Drei erlebnisreiche Tage in der Eidgenossenschaft |
Nach den beiden Zwei-Tage-Reisen in die Eidgenossenschaft vom Juni und September 2oo7 möchte ich erstmals mit einer gemütlichen Drei-Tage-Reise meinen Gästen vertieftes Erlebnis und vor allem noch mehr Gemütlichkeit vermitteln. Um es gleich vorwegzunehmen: Ich habe die gesteckten Ziele erreichen können, wobei wir – gerade was die Auffahrt auf die Rigi betroffen hat – vom Wetter äußerst begünstigt gewesen sind. Doch der Reihe nach. Mit banger Erwartung, was
nämlich die Wettervorhersage betrifft, starten wir am 25. April 2oo8 von
Tirol aus nach Westen. Von den Tunnels im Arlberggebiet merken die Gäste
im bequemen Bus gar nichts, da ich einen Film über den „Rheinfall im
Laufe der Jahreszeiten“ bringe. So wissen die wenigen Gäste, die das
„Erlebnis Rheinfall“ noch nicht gehabt haben, gleich, was sie erwartet.
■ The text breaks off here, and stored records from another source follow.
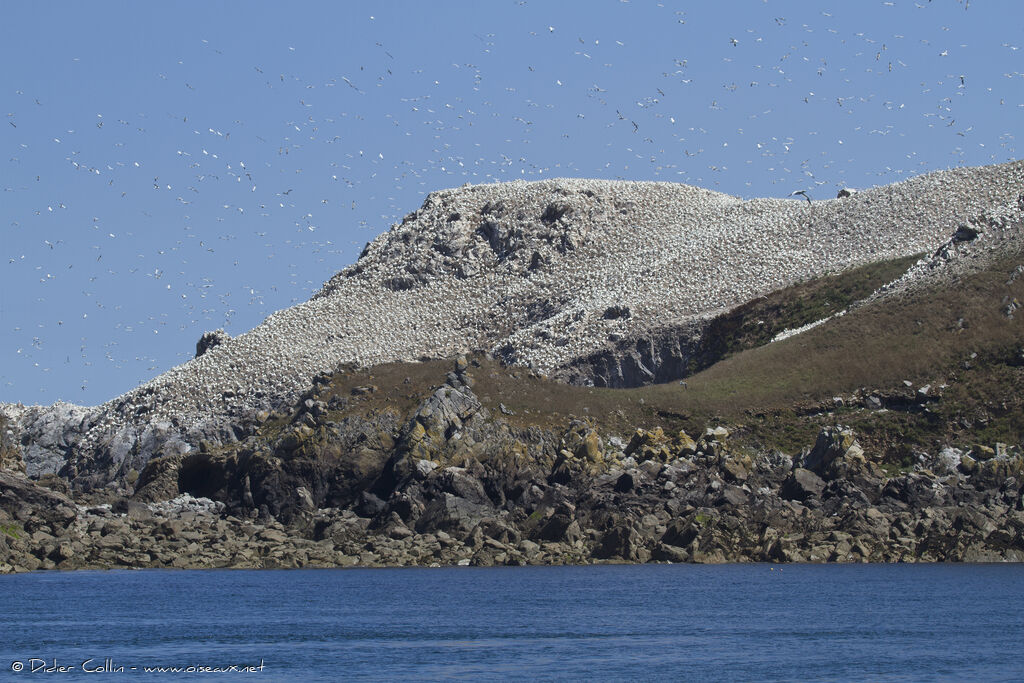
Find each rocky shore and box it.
[0,167,1024,572]
[0,358,1024,572]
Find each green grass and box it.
[241,242,1024,462]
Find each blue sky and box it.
[0,0,1024,404]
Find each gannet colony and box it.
[0,162,1024,481]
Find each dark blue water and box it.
[0,565,1024,681]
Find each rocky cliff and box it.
[0,162,1024,568]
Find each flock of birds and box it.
[0,1,1024,410]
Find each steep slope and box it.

Bevor uns aber die gischtenden
Massen des größten Wasserfalls Europas in ihren Bann ziehen, wir also
ein einmaliges Schauspiel der Natur erleben dürfen, ist in Schaffhausen
Kultur angesagt. Diese vermittelt uns in altbewährter Weise eine mir von
früheren Reisen her bekannte Stadtführerin, die exzellent ihre
Heimatstadt in Geschichte und Gegenwart vorstellt und uns nahe dem
Kastell Munot, dem Wahrzeichen der Stadt, empfängt. Hinsichtlich des
Bauplanes dieses Rundbaues mit zwei Wehrgängen und einem Festungsgraben,
der letzten mittelalterlichen Festung, die in der Schweiz gebaut worden
ist, sind sich die Wissenschafter nicht einig. Die früher vertretene
Ansicht, das Kastell sei nach Albrecht Dürers Festungsbaulehre errichtet
worden, wird nicht mehr allgemein geteilt.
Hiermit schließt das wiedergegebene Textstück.